Figure 2 Analysis of plastic rotational capacity.

For the general reinforced concrete members, the bending usually occurs when the force. Under normal circumstances, the force of the member changes along the direction of the rod shaft, and the cracking of the reinforced concrete beam and column member increases with the load in the process of deformation, which leads to the continuous degradation of the section stiffness. For the deformed reinforced concrete members, the bending moment-curvature recovery model of the members should be established at the section level of the members. Integrating the flexural stiffness of the section along the length of the member can obtain the hysteresis characteristics of the corresponding member and the change of the bending stiffness of the beam-column member along the axial section. The plastic Fiber unit has two main advantages: it is a unit formed based on the flexibility method, so it will not produce the discrete error caused by the distribution of the plastic unit based on the stiffness method; second, the nonlinear performance of the elastic-plastic Fiber unit material is good, which is very suitable for simulating the elastic-plastic deformation of the member. By selecting different Fiber material models, it can more truly reflect the properties of concrete and reinforcement, and at the same time can reflect the core concrete inside the stirrup and the stress performance of unconstrained concrete outside. At the same time, by studying and analyzing the stress-strain relationship of the corresponding key points, we can further grasp and understand the nonlinear reaction law of the components [29].

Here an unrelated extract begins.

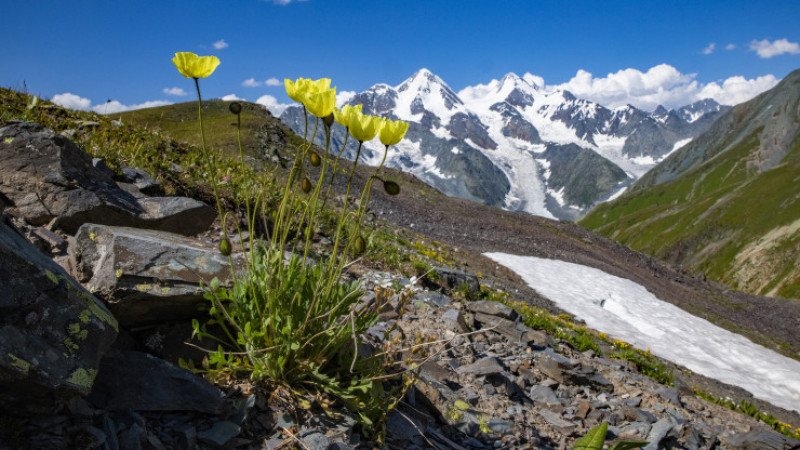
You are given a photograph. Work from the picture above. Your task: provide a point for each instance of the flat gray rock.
(148, 276)
(53, 332)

3.2 Basic Theory of the Nonlinear Finite Elements

The nonlinear problem of a structure can be understood as an analytical problem where the stiffness of a structure changes with its deformation. In reality, the structural force deformation is not linear, and the usual linear analysis is not absolutely accurate, it is an assumption made to facilitate the calculation, which is generally accurate enough for the design. In the theory of plastic mechanics for the structural materials. There are three important basic criteria: yield, flow and reinforcement criteria. The flow criterion reflects the direction of the material plastic strain when the material yields, that is, the plastic strain increment changes with the stress increment. Three reinforcement criteria are provided in ABAQUS, in which the isotropic reinforcement criterion is more applicable to the large strain problem, while the random reinforcement criterion applies to the small strain problem, and the other mixed reinforcement criterion is not common in practical applications [30]. In ABAQUS software provides a variety of plastic material options, which is the following four: bilinear to strengthening BISO, bilinear reinforcement BKIN, multilinear to strengthening MISO and multilinear MKIN geometric nonlinear refers to the structure after the load deformation is larger, is relative to the structure before the large angular displacement or linear displacement, resulting in geometric nonlinear phenomenon, including large displacement, large strain and stress stiffness. Large strain also includes three factors that cause the change of structural stiffness, including cell direction change, cell shape changes and stress stiffness effect. Large displacement includes the “large rotation” and stress stiffness effect, but it is still assumed to be “small strain”. In this paper, when studying the ductility of the structure, a large displacement must be applied on the top of the pier, which makes the analysis problem geometric nonlinear.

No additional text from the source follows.